Weekly Reader: Picture Miss Seeton by Heron Carvic; Average Agatha Christie Tribute With Somewhat Dull Lead
By Julie Sara Porter
Bookworm Reviews
Spoilers: Heron Carvic's Miss Seeton books are clearly a tribute to Miss Marple, the spinster amateur detective created by Agatha Christie. Carvic has all the parts right: the quaint English village, the sweet detective with a day job and a curious nosy personality, the murder with obvious clues, the gossipy villagers. Unfortunately, Carvic did not know how to put them together to make a decent first book, Picture Miss Seeton.
I am not the biggest fan of Christie's work, I apologise. There were other writers from the era such as Dorothy Sayers and Ngaio Marsh and definitely the Hard Boiled detective genre like Dashiell Hammett and Raymond Chandler, that I like better. But what I can't deny is that Miss Marple is an interesting lead. She is feisty, eccentric, even abrasive at times. She observes the people around her and is able to discern clues based on patterns of behavior, appearance, background information, and sometimes what secrets that they are hiding. She also has a kind heart that cares for others, particularly friends and relatives that are falsely accused of murder.
Miss Marple may not have been the first, but she was certainly the predecessor of many female led detective series, quite a long legacy.
I have reviewed many female led detective series for this blog, three this month alone featuring women with a lot of sass, a lot of personality, and a whole lot of deductive skills. But one of those is not Miss Seeton.
Miss Seeton has some interesting character traits. She is an art teacher who draws potential subjects, sometimes in an abstract manner (with sinister eyes and strong lines if she feels that there is something dangerous in their manner), suggesting that her deductive ability may border on clairvoyance. She weighs retirement to move to a country home inherited by a late cousin and when she arrives, she instantly becomes the target of the local gossip chain.
She stumbles on a murder in progress as a man is in the process of assaulting a woman. She valiantly fights him off with her umbrella in one of the few bright spots in the book. This reputation carries her over to her new village to the point where she is stalked.
While Miss Seeton is handy with an umbrella, she isn't much of a detective. She is unable to discern the identity of her stalker. This is the point where any detective worth their salt would do their own investigation and find their stalker themselves and confront them in a stylish scene when all of the suspects are gathered together and the amateur detective reveals exactly how they put one over the local forces by solving the mystery. Unfortunately, all of the legwork and investigations actually are done by the male police officers, making Miss Seeton nothing more than an observer or a witness in her own story.

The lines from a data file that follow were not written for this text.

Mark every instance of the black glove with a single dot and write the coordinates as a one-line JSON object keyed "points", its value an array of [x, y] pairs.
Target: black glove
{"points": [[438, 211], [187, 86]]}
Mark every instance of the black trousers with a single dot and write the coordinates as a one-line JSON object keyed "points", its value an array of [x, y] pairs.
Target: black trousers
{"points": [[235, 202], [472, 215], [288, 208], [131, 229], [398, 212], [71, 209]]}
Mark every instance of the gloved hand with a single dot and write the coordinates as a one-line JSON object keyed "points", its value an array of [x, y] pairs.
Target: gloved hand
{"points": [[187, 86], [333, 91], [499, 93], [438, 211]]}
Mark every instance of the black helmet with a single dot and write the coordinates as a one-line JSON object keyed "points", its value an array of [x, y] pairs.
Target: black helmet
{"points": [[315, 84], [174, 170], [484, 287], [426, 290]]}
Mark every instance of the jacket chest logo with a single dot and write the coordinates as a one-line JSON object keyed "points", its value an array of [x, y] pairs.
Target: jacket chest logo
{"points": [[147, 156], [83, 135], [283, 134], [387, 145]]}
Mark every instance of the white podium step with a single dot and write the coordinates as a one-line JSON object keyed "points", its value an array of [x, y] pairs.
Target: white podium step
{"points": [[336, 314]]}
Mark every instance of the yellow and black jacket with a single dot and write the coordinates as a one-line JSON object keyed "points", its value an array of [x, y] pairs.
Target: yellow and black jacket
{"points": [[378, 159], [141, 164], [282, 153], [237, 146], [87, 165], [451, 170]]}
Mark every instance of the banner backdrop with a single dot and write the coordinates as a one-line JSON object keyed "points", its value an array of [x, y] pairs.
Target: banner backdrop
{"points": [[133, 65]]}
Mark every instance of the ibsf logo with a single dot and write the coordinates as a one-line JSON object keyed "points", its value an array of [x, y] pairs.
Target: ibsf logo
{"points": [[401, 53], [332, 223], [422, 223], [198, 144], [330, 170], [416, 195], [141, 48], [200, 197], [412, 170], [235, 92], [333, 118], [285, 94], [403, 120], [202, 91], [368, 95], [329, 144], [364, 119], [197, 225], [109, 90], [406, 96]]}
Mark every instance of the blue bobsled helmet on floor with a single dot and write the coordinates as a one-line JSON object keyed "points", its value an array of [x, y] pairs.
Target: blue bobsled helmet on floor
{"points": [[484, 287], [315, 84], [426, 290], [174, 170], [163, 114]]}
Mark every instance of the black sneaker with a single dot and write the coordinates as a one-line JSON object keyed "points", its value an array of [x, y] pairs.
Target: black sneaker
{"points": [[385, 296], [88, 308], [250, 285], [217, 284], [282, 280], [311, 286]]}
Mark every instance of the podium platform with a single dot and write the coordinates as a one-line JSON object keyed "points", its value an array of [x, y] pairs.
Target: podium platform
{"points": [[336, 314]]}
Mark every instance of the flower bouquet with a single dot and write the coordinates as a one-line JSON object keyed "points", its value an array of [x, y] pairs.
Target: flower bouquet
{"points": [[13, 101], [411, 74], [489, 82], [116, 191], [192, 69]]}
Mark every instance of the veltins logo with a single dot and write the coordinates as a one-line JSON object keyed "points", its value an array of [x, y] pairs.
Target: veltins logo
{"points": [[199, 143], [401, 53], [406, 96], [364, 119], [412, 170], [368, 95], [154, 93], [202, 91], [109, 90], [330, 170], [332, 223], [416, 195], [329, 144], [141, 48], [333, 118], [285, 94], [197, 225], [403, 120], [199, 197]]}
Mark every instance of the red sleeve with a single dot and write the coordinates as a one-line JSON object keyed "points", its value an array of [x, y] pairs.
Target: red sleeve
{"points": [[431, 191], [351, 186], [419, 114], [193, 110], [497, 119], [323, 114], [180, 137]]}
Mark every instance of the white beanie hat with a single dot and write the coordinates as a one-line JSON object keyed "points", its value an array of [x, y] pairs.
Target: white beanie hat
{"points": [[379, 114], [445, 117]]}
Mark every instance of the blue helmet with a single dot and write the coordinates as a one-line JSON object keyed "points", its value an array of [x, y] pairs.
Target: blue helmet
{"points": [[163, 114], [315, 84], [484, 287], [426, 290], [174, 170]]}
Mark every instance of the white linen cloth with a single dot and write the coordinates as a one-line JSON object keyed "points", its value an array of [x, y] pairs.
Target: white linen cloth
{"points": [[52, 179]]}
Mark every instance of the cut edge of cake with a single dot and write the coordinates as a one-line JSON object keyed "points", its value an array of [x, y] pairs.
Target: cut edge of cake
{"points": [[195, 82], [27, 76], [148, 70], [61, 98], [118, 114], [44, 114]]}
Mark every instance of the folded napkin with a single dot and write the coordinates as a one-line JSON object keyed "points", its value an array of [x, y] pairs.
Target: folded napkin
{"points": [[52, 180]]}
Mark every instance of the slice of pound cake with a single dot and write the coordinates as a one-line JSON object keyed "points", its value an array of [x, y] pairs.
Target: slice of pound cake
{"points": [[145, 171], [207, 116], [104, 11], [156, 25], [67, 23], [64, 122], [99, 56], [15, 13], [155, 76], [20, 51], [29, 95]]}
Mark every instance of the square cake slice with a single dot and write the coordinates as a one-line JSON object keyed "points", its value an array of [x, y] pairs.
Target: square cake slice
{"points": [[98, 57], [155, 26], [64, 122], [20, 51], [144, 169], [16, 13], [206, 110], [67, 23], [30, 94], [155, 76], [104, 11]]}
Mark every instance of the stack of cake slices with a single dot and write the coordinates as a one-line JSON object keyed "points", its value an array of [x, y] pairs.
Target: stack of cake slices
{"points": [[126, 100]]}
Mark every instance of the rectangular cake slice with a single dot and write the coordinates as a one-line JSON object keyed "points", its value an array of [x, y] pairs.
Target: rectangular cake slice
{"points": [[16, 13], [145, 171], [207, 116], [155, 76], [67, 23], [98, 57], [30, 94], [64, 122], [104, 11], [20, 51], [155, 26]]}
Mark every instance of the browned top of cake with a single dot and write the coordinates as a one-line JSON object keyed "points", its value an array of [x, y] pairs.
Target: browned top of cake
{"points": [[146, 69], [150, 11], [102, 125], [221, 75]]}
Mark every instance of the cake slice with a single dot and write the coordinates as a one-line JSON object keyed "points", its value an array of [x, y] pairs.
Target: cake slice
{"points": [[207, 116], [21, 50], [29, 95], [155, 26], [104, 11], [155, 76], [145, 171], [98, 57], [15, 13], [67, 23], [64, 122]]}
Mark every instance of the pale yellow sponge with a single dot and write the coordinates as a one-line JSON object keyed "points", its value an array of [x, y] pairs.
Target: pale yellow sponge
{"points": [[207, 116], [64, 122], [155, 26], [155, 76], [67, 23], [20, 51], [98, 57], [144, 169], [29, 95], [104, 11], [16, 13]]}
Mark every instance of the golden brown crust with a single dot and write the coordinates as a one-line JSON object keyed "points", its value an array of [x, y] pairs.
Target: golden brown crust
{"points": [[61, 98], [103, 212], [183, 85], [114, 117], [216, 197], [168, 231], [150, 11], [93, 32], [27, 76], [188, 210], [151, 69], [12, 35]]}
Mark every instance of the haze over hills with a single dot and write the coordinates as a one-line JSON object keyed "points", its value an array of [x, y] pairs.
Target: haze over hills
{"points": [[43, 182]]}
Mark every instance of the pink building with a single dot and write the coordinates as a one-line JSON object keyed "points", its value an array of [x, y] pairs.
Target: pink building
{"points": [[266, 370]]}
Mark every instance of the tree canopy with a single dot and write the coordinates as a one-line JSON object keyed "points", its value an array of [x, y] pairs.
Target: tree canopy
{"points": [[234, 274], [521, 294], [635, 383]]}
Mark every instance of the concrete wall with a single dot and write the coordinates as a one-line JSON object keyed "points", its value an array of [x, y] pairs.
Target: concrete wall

This sets a dangerous precedent in detective literature that a woman can be the headliner and lead character,but not the actual detective. She may be at the right place at the right time and be a key observer. She may find important clues. She may even have her life in danger (as Miss Seeton does in a particularly well written and chilling confrontation.) However, when it comes to the investigation and detective work, Carvic might as well have said "Look ladies, park it and do the cozy stuff. Leave the mystery part to the big boys." The local law enforcement in a cozy mystery is supposed to be in the way or helpful to the main amateur detective, but not the ones solving the crime. Otherwisethe mystery series might as well be named for them.
It doesn't help that the mystery itself is incredibly boring as well. The suspects are obvious and its tie to the original assault/murder could be telegraphed a mile away. Carvic clearly followed the tradition of The so-called Golden Age of Detective Fiction, but he didn't make room for any originality. That genre was a suggestion, not a requirement in which all subsequent works must follow.
To have a inactive lead with a boring mystery should be the greatest writing crime of all.